The original castle consisted of a residential building and an irregular perimeter of the defensive walls. Perhaps the northern part of the building had the form of a square tower, but its existence in newer literature is questioned, and the square part is considered only as a separate room of the residential building. This would be indicated by the same thickness of the wall as in the rest of the building, although some wooden or half-timbered superstructure of this part cannot be ruled out, as it was the highest place of the castle. The wall on the north-west side had an unusual thickness of up to 4 meters. It secured the castle from the access road, creating the so-called shield wall, protecting the inside of the castle from missles. A miniature courtyard was located in front of the building, housing a rainwater tank (it was not possible to dig a well at such a high altitude), followed by a larger economic ward. The original entrance gate was unusually located in the south-west part of the building, but before the mid-fourteenth century it was moved near the new quadrilateral tower on the south side. Inside tower, a second rainwater tank was placed.

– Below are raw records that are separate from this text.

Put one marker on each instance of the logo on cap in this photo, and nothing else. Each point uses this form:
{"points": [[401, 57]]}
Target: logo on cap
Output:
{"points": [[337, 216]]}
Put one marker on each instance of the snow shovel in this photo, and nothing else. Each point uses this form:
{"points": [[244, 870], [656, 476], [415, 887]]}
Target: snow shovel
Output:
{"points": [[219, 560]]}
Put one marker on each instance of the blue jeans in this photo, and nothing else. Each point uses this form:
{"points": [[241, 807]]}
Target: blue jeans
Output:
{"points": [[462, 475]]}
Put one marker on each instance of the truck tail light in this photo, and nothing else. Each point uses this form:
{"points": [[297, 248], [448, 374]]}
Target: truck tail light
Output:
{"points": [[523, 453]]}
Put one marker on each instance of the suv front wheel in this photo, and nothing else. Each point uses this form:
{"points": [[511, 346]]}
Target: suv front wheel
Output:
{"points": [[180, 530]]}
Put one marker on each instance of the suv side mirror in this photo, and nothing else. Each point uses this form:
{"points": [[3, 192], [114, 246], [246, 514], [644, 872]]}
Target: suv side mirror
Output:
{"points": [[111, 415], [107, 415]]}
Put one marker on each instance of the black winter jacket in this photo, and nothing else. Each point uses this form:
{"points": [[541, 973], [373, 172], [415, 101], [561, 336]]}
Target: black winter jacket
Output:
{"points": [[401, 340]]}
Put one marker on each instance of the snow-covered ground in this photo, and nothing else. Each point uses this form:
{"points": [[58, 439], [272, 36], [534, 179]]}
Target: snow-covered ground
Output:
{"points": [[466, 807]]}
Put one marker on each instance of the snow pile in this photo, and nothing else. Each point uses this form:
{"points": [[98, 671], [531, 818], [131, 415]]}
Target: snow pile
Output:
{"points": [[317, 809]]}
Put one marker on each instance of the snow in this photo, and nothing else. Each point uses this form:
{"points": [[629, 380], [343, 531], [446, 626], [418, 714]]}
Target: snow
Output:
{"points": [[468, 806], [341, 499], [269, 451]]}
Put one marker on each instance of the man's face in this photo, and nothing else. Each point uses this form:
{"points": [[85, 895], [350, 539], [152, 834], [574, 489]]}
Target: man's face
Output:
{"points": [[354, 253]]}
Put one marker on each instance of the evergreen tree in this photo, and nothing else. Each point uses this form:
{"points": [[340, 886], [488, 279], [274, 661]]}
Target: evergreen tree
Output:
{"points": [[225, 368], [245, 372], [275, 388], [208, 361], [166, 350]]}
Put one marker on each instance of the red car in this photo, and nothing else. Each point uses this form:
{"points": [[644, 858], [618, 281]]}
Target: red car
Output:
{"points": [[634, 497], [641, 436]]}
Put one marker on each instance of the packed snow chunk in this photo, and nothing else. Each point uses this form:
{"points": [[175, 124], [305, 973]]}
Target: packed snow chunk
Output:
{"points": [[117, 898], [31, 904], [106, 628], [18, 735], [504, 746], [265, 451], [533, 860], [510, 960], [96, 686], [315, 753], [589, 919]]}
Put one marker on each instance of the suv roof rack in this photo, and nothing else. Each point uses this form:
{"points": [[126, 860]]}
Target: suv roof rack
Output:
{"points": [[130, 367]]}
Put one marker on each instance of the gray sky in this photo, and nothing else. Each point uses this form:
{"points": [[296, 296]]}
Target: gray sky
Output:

At the end of the 14th century, the eastern outer bailey was fortified with a stone wall, although this part was probably earlier protected by timber fortifications. Perhaps the new wall was reinforced with a four-sided, corner tower on the north side. The first gate was moved to the north-west side of the four-sided tower with rainwater, from where, after passing the drawbridge and reaching the eastern courtyard of the outer ward, the road turned to the middle and upper castle, through a rock carved ditch and a wooden bridge placed over it. In the eastern bailey there was certainly a lighter, wooden or half-timbered economic buildings, among others traces of the forge’s functioning were found there. In the mid-fifteenth century, a low wall was built forming another courtyard in the lower, eastern part of the castle.